Masalah efektivitas serangan ini juga pernah muncul di Piala AFF U-23 2025, ketika Indonesia kesulitan mencetak gol melawan tim kuat.
Pergantian Pemain Tak Banyak Membantu
Pelatih Gerald Vanenburg berupaya keras mengubah jalannya pertandingan dengan sejumlah pergantian.
Ia menambah opsi di lini serang dan mengutak-atik strategi permainan agar bisa membongkar pertahanan lawan.
Rafael Struick bahkan dipanggil untuk menambah daya gedor Garuda Muda di lini depan.
Namun, peluang yang tercipta tetap tidak dapat dimaksimalkan menjadi gol kemenangan.
Hal ini menunjukkan bahwa problem utama Indonesia ada pada penyelesaian akhir yang masih kurang tajam.
Bola Mati Juga Tidak Efektif
Indonesia sebetulnya mendapat banyak kesempatan melalui situasi bola mati seperti sepak pojok dan lemparan ke dalam.
Tercatat ada sembilan tendangan sudut yang dihasilkan sepanjang pertandingan.
Jika ditambah dengan lemparan jauh Robi Darwis, jumlah peluang seharusnya cukup untuk menghasilkan gol.
Sayangnya, eksekusi bola mati Indonesia tidak berjalan sesuai harapan.

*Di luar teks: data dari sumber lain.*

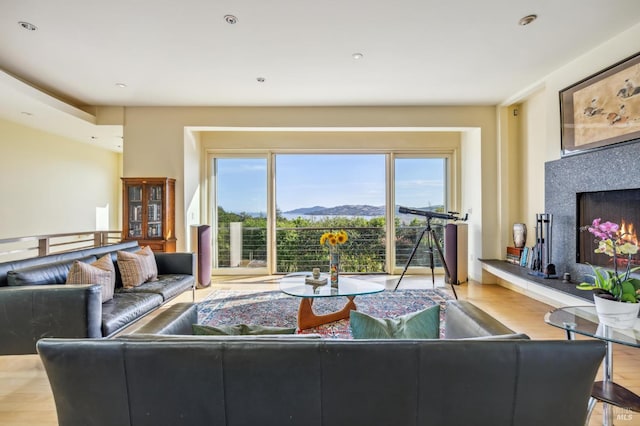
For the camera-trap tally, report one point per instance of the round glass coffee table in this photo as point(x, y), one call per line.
point(294, 285)
point(584, 320)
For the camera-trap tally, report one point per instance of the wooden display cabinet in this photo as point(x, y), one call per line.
point(148, 206)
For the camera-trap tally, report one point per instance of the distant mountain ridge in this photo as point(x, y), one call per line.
point(348, 210)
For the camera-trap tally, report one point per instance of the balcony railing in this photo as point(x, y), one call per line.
point(42, 245)
point(298, 249)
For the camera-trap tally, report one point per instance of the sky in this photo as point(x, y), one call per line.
point(326, 180)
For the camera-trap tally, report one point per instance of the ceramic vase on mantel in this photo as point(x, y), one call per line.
point(519, 235)
point(334, 267)
point(616, 314)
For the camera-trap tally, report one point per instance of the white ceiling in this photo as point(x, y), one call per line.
point(184, 53)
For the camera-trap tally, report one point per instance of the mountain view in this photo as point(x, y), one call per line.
point(348, 210)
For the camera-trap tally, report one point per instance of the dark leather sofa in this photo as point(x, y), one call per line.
point(235, 381)
point(487, 375)
point(35, 302)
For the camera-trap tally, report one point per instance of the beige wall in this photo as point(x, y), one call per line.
point(539, 123)
point(155, 145)
point(54, 185)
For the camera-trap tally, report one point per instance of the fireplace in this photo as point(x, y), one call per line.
point(618, 206)
point(613, 170)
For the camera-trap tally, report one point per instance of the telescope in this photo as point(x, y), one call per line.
point(430, 214)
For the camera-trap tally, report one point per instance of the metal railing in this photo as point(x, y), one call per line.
point(42, 245)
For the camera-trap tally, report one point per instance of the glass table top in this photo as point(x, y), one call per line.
point(294, 285)
point(584, 320)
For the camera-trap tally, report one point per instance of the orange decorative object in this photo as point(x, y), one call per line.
point(308, 319)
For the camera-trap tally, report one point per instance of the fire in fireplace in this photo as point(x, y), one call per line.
point(618, 206)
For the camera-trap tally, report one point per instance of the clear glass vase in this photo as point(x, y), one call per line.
point(334, 267)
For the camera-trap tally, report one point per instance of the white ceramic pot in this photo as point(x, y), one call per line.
point(616, 314)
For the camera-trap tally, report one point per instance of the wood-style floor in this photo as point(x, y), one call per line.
point(26, 399)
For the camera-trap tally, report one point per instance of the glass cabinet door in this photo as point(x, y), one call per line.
point(154, 211)
point(135, 211)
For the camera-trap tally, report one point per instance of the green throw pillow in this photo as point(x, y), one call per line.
point(423, 324)
point(239, 329)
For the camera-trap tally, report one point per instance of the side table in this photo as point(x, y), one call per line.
point(584, 320)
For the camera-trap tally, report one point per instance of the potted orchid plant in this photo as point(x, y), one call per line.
point(614, 286)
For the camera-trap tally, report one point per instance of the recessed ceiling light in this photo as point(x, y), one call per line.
point(27, 26)
point(527, 20)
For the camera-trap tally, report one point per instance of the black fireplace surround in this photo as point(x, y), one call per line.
point(591, 174)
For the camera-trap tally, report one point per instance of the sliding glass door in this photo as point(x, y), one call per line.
point(268, 211)
point(419, 184)
point(319, 193)
point(239, 213)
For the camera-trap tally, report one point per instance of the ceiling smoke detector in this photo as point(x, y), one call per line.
point(527, 20)
point(27, 26)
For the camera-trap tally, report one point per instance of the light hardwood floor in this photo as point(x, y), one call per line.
point(26, 399)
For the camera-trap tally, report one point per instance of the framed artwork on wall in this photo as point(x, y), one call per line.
point(603, 109)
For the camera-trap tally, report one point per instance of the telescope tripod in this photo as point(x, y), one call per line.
point(432, 240)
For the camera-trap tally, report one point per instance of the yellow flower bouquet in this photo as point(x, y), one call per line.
point(333, 240)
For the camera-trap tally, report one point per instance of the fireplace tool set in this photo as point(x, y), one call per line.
point(542, 266)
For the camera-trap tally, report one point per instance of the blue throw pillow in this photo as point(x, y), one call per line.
point(423, 324)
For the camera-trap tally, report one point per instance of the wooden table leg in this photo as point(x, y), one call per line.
point(308, 319)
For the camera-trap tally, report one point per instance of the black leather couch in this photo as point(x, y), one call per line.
point(487, 375)
point(35, 302)
point(236, 381)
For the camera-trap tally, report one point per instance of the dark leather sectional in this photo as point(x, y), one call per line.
point(480, 374)
point(35, 302)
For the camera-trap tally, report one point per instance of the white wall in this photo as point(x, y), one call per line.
point(539, 132)
point(155, 144)
point(50, 184)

Keunggulan postur tubuh beberapa pemain tidak bisa dimanfaatkan untuk memecah kebuntuan.
Gaya Permainan Laos Bikin Kesulitan
Laos tampil dengan formasi 5-4-1 yang sangat defensif untuk meredam dominasi Indonesia.
Mereka sesekali mencoba serangan balik cepat, meskipun lebih banyak bertahan rapat di lini belakang.
Pendekatan taktik ini membuat banyak penggemar Indonesia teringat pada gaya permainan Shin Tae-yong.
Selain sama-sama berasal dari Korea Selatan, pola strategi Ha Hyeok-jun memang mirip dengan pelatih Timnas senior itu.
Laos pun menunjukkan daya juang tinggi dengan terus berlari hingga menit akhir pertandingan.
Situasi Grup J Jadi Rumit
Sementara itu, di pertandingan lain Grup J, Korea Selatan menang telak 5-0 atas Makau.
Kemenangan itu membuat Taeguk Warriors langsung memimpin klasemen sementara grup.
Indonesia kini hanya bisa duduk di posisi dua dengan satu poin dari satu laga.
Jika gagal mengalahkan Makau di pertandingan berikutnya, peluang Indonesia lolos sebagai juara grup akan tertutup.
Dalam skenario terburuk, Garuda Muda hanya bisa berharap dari jalur runner-up terbaik.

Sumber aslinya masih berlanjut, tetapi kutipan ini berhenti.